Published 4:30 pm Thursday, December 23, 2010

Apparently, Farmville native Rebecca Jones isn't one to look at a scoreboard.

Jones, who won the 2008 United States Practical Shooting Championship, returned to the form of her first title recently with the 2010 championship, as well as claiming the Ladies Open National Championship.

Knowing she was shooting well, but not really knowing where she stood among the field in the USPS Championship, Jones, a 2000 graduate of Fuqua School, reclaimed the title that she narrowly missed out on last year.

Email newsletter signup

To reclaim the title, she missed only one target, and beat out Jesse Abbate and defending champion Megan Francisco of Gainesville.

For Jones, her second title cemented her standing among the top shooters in the sport, and helped her get past a second-place finish in 2009.

A second place finish would be good enough for many, but not for Jones, who looked to be in good position to successfully defend her 2008 title.

“Last year, I won every match I entered, except the two Nationals,” said Jones, who began shooting with her father at the age of 14. “It was frustrating, because I had practiced more than I ever had, but I lost.”

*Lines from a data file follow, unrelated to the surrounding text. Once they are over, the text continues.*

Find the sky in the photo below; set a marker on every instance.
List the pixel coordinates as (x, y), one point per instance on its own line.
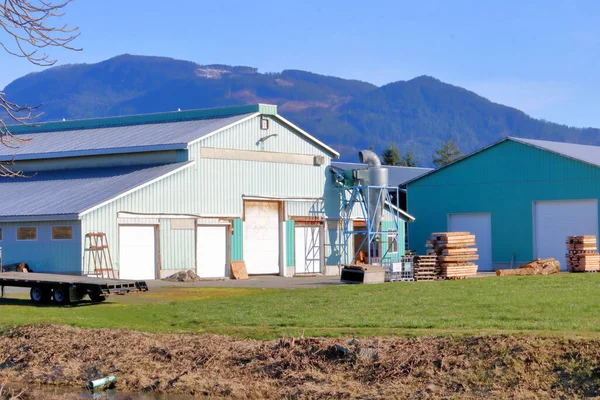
(538, 56)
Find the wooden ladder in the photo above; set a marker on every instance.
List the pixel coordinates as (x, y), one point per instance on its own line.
(96, 257)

Resisting conventional wisdom to practice even harder, Jones, who now lives in Hopewell, actually decided to cut down on her practice rounds, instead, she spent more time working with her mind.

Jones' recognition of the large mental portion of shooting would make Yogi Berra proud.

“I didn't practice as much, but I worked more on the mental aspect of everything. I basically practiced enough to keep everything fresh, and I think that worked out for the best.”

The championship performances at the two national tournaments will pay off big dividends for Jones next year.

She has been selected to the US team for next year's World Championships, which is likely to be held in Greece in October of 2011.

“I'm definitely looking forward to it,” said Jones. “Hopefully, I can keep things to where I can continue to shoot at a high level.”